In the UK, payroll bureaus will deal with all HM Revenue & Customs inquiries and deal with employee's queries. Payroll bureaus also produce reports for the businesses' account department and payslips for the employees and can also make the payments to the employees if required. As of 6 April 2016, umbrella companies are no longer able to offset travel and subsistence expenses and if they do, they will be deemed liable to reimburse HMRC any tax relief obtained. Furthermore, recruitment companies and clients may be potentially liable for the unpaid tax.

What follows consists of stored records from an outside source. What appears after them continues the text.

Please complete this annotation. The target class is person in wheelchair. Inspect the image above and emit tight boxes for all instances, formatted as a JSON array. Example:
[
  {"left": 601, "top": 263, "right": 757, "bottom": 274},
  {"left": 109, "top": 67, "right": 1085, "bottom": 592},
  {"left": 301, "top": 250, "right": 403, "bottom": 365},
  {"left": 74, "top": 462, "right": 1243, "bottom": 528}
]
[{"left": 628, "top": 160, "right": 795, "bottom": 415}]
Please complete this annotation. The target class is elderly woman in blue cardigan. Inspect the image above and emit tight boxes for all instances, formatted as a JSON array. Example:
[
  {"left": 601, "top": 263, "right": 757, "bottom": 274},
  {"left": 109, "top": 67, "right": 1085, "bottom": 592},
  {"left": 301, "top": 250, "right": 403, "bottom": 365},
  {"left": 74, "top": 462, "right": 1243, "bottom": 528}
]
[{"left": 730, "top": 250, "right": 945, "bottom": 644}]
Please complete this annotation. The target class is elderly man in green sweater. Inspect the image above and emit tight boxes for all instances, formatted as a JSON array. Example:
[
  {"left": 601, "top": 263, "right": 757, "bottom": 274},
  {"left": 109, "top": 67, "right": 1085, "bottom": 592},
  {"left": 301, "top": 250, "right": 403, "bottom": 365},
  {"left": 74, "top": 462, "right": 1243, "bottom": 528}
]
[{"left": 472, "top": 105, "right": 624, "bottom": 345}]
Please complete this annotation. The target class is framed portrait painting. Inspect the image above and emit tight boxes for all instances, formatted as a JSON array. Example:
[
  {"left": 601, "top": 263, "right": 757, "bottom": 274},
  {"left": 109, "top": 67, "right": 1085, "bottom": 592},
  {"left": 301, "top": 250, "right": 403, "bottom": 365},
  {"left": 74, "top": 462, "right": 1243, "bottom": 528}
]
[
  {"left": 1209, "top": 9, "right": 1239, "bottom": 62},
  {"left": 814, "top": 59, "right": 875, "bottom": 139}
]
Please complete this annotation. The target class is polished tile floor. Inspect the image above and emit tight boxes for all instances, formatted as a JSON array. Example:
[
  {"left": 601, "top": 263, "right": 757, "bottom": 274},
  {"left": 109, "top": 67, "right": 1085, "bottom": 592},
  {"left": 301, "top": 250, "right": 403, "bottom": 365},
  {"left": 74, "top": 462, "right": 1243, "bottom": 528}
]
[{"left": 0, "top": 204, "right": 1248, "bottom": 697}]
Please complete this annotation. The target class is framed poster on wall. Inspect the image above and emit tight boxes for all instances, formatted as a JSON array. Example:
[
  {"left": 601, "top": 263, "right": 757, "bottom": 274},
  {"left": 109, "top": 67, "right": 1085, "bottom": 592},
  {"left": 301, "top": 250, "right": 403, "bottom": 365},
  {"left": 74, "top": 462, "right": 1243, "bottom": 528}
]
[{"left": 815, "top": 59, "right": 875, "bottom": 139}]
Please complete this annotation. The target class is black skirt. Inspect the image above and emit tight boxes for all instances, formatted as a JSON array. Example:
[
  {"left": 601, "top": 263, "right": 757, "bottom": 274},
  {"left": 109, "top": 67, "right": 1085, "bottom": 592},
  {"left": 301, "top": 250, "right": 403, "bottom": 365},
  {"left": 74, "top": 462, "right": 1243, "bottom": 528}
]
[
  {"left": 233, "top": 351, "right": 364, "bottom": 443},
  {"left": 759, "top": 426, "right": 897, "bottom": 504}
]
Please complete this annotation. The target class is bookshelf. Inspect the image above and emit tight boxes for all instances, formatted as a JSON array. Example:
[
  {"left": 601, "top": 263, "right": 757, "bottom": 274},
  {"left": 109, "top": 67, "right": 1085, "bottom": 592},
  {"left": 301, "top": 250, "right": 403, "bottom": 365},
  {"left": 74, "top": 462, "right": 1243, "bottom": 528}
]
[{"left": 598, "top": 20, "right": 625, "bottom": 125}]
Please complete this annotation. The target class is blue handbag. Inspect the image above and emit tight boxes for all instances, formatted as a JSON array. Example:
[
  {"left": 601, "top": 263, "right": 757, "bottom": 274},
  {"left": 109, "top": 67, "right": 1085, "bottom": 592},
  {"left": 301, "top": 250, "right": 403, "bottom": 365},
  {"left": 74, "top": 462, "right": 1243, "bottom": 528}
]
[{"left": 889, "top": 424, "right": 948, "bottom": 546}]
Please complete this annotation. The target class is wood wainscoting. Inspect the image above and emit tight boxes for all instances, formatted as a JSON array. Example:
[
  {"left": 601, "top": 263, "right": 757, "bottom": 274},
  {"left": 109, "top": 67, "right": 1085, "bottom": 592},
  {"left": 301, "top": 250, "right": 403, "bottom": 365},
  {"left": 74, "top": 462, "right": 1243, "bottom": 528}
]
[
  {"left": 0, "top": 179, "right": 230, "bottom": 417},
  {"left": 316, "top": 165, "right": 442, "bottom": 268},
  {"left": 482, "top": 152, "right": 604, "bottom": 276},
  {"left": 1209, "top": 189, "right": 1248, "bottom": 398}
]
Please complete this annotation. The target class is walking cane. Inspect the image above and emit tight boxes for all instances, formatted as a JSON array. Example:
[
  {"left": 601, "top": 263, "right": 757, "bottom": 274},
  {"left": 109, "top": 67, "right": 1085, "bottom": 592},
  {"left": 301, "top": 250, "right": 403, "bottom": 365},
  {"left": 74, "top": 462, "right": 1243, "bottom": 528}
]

Another reason many businesses outsource is because of the ever-increasing complexity of payroll legislation. Annual changes in tax codes, Pay as you earn (PAYE) and National Insurance bands, as well as statutory payments and deductions having to go through the payroll, often mean there is a lot to keep abreast of to maintain compliance with the current legislation.

On the other hand, businesses may also decide to utilize payroll software to supplement the efforts of a payroll accountant or office instead of hiring more payroll specialists or outsourcing to a payroll company. Payroll software bases its calculation on entered rate, approved data obtained from other integrated tools like the electronic Bundy clock, and other essential digital HR tools.